David Blum’s point is that even the fiction that is highly touted by the alleged know-nothings of the publishing industry (see Michael Cader’s remarks above) and pumped by the New York Times Book Review is not making a dent in the cultural life of America. It’s not getting traction.

That, dear GalleyCat, is the awful truth for those of us who love books. Deal with it.

2 comments ↓

#1 Ron Hogan on 05.15.07 at

With all due respect, and not in any way speaking for my colleague at the ‘Cat, it’s a little soon to be talking about whether a debut novel is “not making a dent in the cultural life of America” or “not getting traction.” There are any number of slow build examples one could cite; the most blatantly simplistic that comes to mind is the first-season ratings for Cheers–which certainly, for better or worse, went on to dent American culture pretty hard.

#2 hepzeeba on 05.16.07 at

Ron–

You’re right, of course. It’s too soon to say whether or not this book has made a dent. Perhaps I’m too impatient. I feel confident that this writer will make a dent down the road.

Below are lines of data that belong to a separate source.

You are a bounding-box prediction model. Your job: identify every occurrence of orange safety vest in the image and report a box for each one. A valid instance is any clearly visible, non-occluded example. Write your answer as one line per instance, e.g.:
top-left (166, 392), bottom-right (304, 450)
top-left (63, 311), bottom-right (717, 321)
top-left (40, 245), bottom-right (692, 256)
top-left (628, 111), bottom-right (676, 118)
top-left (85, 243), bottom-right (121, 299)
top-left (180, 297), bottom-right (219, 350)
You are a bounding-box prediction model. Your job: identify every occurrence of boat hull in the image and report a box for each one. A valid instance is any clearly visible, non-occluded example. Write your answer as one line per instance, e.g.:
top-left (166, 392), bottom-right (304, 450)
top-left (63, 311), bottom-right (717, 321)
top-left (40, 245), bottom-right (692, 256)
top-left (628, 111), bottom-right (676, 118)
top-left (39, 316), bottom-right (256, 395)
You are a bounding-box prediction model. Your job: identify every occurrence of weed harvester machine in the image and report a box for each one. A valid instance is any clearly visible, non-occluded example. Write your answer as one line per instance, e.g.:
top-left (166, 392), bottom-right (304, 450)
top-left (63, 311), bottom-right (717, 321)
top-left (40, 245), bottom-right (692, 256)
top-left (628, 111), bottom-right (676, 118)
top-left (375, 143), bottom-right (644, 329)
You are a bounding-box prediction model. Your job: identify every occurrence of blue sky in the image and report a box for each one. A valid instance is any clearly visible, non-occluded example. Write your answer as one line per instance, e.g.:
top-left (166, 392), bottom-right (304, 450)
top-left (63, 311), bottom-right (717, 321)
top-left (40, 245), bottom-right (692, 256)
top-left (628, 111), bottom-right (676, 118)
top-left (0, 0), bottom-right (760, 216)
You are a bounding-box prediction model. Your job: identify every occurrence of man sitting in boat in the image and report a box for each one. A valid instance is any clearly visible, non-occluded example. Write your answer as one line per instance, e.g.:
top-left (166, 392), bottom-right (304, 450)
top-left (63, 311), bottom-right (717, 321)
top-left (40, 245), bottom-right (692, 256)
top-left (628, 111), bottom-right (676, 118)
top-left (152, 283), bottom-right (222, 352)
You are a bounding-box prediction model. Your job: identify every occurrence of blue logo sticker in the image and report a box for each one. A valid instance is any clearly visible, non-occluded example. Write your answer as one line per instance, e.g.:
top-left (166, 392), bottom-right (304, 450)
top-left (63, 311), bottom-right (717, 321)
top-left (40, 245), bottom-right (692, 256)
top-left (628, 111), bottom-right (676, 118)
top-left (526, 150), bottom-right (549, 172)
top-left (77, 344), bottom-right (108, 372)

I liked Ferris’s book a lot. (That is high praise from me. To say that I’m picky is a gross understatement. That’s one reason I don’t write more about books.). I think the book should have done better than the breakout novel described in last weekend’s Times piece, Prep, for example, which played on old themes.

Then We Came to the End is highly original, well executed, and evocative. For that reason, I think it should have made as much of a dent in the culture as Everything Is Illuminated.

For the record: we’re on the same side in this battle, and I think you and Sarah are one of the best things that have happened to publishing recently.